Get on the internet and Look up the German Shepherd Dog Club of America. Then on their site, try to find a club nearest you. Maybe you have to drive two or more hours to get there, do so. Get to know those people. Usually once a month they have meetings. 

Join a training club, or take your dog to classes with someone who shows. You need to know where the matches are, because that is where you start. You need to take the puppy to handling classes. There are people who scoff at conformation showing and say, "run around the ring." Most of them have never done it. I have shown in matches, and then went to Conformation classes with one of mine. That is work. There is a lot to learn. You can learn in a multi-breed class, but you need to learn about the breed itself from breed people -- shepherd breed club. 

1. Breed club GSDCA, may help you find one near you.
2. Training club, lets you know where the matches are.
3. Conformation classes. This teaches you how to train the dog in conformation and how to handle the dog. 

Yes this does mean letting people NOW pet your puppy and check his testicles. You do not want to do like me, and wait for your boy to be two years old, take him to a match and then have them do the berry check out of the blue. My poor boy put his tail between his legs -- this guy is messing with my junk! The next time, he knew what was coming and had no issues, but some dogs really do not like strangers checking them out. 
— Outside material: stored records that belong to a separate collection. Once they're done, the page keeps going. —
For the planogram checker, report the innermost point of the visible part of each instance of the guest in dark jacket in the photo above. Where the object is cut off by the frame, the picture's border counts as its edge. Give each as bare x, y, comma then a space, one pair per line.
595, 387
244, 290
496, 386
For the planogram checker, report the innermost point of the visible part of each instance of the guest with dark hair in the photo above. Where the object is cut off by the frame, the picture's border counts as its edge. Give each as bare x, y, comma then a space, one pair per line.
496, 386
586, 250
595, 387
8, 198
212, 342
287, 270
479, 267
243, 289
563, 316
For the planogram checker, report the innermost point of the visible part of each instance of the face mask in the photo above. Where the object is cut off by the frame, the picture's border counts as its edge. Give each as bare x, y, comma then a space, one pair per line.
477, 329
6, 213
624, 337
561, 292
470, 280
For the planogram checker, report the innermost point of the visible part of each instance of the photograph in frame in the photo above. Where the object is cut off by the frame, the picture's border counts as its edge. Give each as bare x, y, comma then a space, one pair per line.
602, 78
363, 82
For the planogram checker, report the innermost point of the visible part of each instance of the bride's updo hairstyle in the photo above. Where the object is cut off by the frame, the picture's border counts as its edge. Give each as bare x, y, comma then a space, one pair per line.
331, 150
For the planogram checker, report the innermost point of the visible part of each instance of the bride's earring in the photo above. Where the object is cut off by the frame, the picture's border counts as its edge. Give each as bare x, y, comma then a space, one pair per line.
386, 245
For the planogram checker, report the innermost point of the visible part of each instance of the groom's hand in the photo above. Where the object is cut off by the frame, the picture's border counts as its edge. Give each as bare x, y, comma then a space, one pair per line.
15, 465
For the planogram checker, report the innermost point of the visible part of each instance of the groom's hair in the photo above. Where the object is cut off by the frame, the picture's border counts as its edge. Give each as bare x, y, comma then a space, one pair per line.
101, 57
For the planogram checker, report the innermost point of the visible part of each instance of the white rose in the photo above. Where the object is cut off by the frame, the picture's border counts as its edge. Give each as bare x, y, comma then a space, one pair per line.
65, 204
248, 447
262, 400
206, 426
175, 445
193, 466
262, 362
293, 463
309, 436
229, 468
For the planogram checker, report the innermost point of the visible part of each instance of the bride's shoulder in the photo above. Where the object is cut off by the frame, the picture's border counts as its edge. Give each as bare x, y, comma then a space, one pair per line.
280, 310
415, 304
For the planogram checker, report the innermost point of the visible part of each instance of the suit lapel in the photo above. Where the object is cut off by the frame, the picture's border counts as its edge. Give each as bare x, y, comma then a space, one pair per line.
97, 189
Matches are great. They cost about $7 and you can enter the day of. You do not get points but you get experience. It is good for you and the dog. Shows cost a lot more, and people do not expect you to not know what you are doing. By the time you go to a show, everyone has paid money to get there, put in there entry -- more money, and they are nervous about their own dog and their own class. It is a different atmosphere because it does count. I have gotten CGC and TDI at matches and put my girl on sheep at one. They usually have rally and obedience too. They are fun, people are relaxed, and occasionally you can get ribbons too.


----------